Development of a Speech Corpus for Speaker Verification Research in Multilingual Environment
Utpal Bhattacharjee1, Kshirod Sarmah2

1Utpal Bhattacharjee, Department of Computer Science and Engineering, Rajiv Gandhi University, Rono Hills, Doimukh, Arunachal Pradesh, India.
2Kshirod Sarmah, Department of Computer Science and Engineering, Rajiv Gandhi University, Rono Hills, Doimukh, Arunachal Pradesh, India.
Manuscript received on January 01, 2013. | Revised Manuscript received on January 02, 2013. | Manuscript published on January 05, 2013. | PP: 443-446 | Volume-2, Issue-6, January 2013. | Retrieval Number: F1244112612/2013©BEIESP
Open Access | Ethics and Policies | Cite
© The Authors. Published By: Blue Eyes Intelligence Engineering and Sciences Publication (BEIESP). This is an open access article under the CC BY-NC-ND license (

Abstract: Automatic Speaker Verification (ASV) refers to the task of verifying the claimed identity of a speaker based on speech data.
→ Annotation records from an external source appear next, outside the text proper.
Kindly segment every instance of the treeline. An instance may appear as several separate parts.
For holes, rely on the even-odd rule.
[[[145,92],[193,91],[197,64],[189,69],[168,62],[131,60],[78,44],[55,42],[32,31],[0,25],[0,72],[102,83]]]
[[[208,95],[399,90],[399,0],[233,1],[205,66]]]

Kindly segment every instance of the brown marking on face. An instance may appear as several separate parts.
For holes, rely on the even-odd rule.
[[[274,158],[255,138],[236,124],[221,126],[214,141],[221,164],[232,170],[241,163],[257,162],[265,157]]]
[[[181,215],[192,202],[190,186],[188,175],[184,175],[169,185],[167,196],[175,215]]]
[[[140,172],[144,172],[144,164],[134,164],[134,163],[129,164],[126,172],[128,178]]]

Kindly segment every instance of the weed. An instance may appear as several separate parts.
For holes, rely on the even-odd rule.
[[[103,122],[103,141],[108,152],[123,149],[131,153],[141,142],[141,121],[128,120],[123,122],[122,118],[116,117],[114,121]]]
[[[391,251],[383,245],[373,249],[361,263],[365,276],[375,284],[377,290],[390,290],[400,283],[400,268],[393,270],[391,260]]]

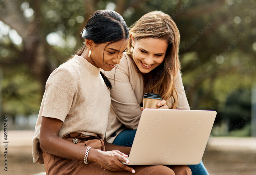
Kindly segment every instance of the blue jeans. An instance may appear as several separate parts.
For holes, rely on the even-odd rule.
[[[131,146],[136,130],[129,129],[124,130],[116,136],[113,144],[123,146]],[[198,165],[187,165],[187,166],[191,169],[192,175],[209,175],[201,160]]]

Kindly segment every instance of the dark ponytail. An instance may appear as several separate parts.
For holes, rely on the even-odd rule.
[[[93,14],[81,33],[84,39],[91,40],[96,44],[110,42],[109,44],[129,38],[129,28],[122,16],[115,11],[106,10],[100,10]],[[80,56],[86,47],[85,44],[76,55]],[[103,73],[100,74],[110,90],[110,82]]]

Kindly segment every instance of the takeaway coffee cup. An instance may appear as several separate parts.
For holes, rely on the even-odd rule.
[[[158,108],[157,104],[162,100],[162,97],[159,94],[145,93],[143,96],[143,109]]]

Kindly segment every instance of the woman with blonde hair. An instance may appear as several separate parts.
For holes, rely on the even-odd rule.
[[[34,162],[44,164],[46,174],[175,174],[162,165],[125,165],[130,148],[104,139],[111,86],[102,72],[119,63],[129,36],[119,14],[98,10],[83,30],[82,48],[50,75],[32,146]]]
[[[130,27],[130,34],[123,59],[106,73],[114,85],[106,140],[126,146],[132,145],[144,93],[161,95],[159,109],[190,109],[180,72],[179,33],[172,18],[161,11],[148,13]],[[201,161],[188,166],[192,174],[209,174]]]

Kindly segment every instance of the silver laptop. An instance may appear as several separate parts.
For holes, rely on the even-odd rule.
[[[145,109],[129,156],[129,165],[199,164],[217,112]]]

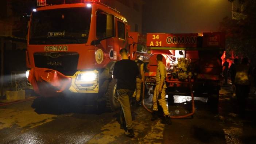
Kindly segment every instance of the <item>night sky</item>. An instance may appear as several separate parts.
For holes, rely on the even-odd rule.
[[[147,0],[143,33],[198,33],[218,31],[219,23],[231,16],[228,0]]]

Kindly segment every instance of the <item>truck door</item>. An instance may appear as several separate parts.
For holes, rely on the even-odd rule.
[[[128,30],[125,28],[127,27],[127,23],[118,18],[115,18],[116,24],[116,28],[117,30],[116,35],[117,39],[114,42],[115,44],[114,45],[114,50],[115,53],[114,55],[116,55],[116,58],[114,55],[114,60],[119,60],[121,59],[120,55],[119,54],[119,51],[123,48],[127,48],[128,43],[126,40],[126,38],[128,37]]]
[[[105,53],[109,54],[110,59],[113,59],[113,38],[115,37],[114,16],[99,10],[97,12],[96,37],[97,39],[103,39],[97,46]]]

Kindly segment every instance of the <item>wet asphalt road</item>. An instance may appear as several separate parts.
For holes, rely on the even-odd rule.
[[[120,129],[118,112],[97,109],[79,97],[37,98],[0,107],[0,143],[255,144],[255,96],[248,100],[242,118],[235,113],[236,98],[230,92],[230,86],[222,88],[218,113],[196,101],[193,118],[173,119],[172,125],[161,123],[160,119],[151,121],[142,107],[133,108],[132,139]],[[171,113],[190,112],[190,102],[177,98],[182,103],[169,106]],[[149,108],[150,97],[146,101]]]

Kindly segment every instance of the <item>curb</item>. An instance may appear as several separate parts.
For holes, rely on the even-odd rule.
[[[6,105],[11,105],[12,104],[17,104],[25,101],[31,101],[37,98],[37,97],[33,97],[30,98],[26,99],[25,100],[18,100],[10,102],[6,102],[0,104],[0,106],[5,106]]]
The decision made by a Speaker Verification system is basically a binary decision returns either “Yes” or “No” based on the credibility of the claim, determined by some scoring techniques. The output of an automatic speaker verification system is highly dependent on database used for training and testing the system. The results obtained by the speaker verification system are meaningless if recording specifications and environment for training and testing data are not known. This paper describes methodology and experimental setup used for the development of a speech corpus for the evaluation of textindependent speaker verification system in multilingual environment. Four major languages of Arunachal Pradesh (a North-Eastern frontier state of India, boarding with China) Nyishi, Adi, Galo and Apatani along with English and Hindi have been considered for the developing of the speech corpus. Each speaker has been recoded for three languages – English, Hindi and a local language which must be the mother tongue of the informant. A basic characteristic of this corpus is the presence of both native and non-native speaker. English and Hindi languages have been considered as non-native languages for the speaker. Though the corpus is basically developed for the speaker and language recognition research, it can also be used for various studies including the influence of non-nativeness on speaker and language recognition and accent recognition.
Keywords: Speaker Verification, Speech corpus, Multilingual, Non-native.